Try the “20/20 Diet!” For Vision Health

There are many ways to “diet,” which means a long-term pattern of consuming specific foods and beverages while eliminating others. Examples of ways to diet could include, eating “heart healthy,” low-carb, gluten-free, vegan, and intermittent fasting, among others. How about following a diet that supports your vision clarity and eye health? Such a “20/20’ diet would contain foods that are rich in lutein and zeaxanthin, closely related carotenoids proven to support the healthy working of your eyes.

Take heart -- many foods you are likely eating to sustain vibrant health also nourish your eyes and support your vision: kale, spinach, corn, bell peppers, yellow zucchini and others in the squash family. Additionally, pistachios, asparagus, peas, eggs, and popcorn are on that lutein list.

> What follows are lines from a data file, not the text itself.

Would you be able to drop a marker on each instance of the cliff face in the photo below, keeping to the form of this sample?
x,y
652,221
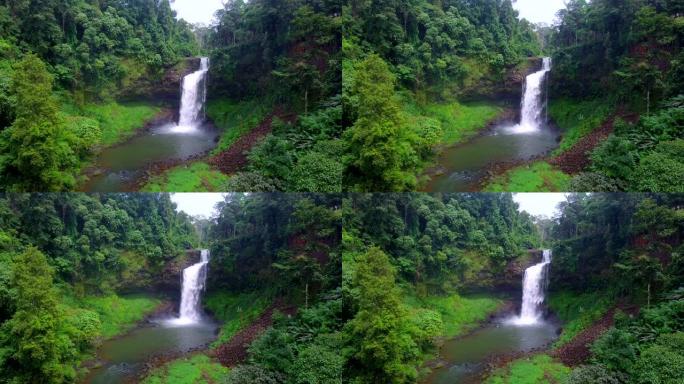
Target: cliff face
x,y
515,271
170,278
163,87
508,88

Lutein and zeaxanthin are critical nutrients for eye health, especially as we age. Two actions – a chronic unhealthy inflammatory response and oxidation, both caused by stress and other factors -- are responsible for increasing the risk of age-related eye and vision problems. Dietary antioxidants, of which lutein and zeaxanthin are prime examples, have more and more evidence showing their powers to reduce the risk of experiencing vision problems. Lutein and zeaxanthin are known as macular pigments because they are the only dietary carotenoids that gather together in the macula.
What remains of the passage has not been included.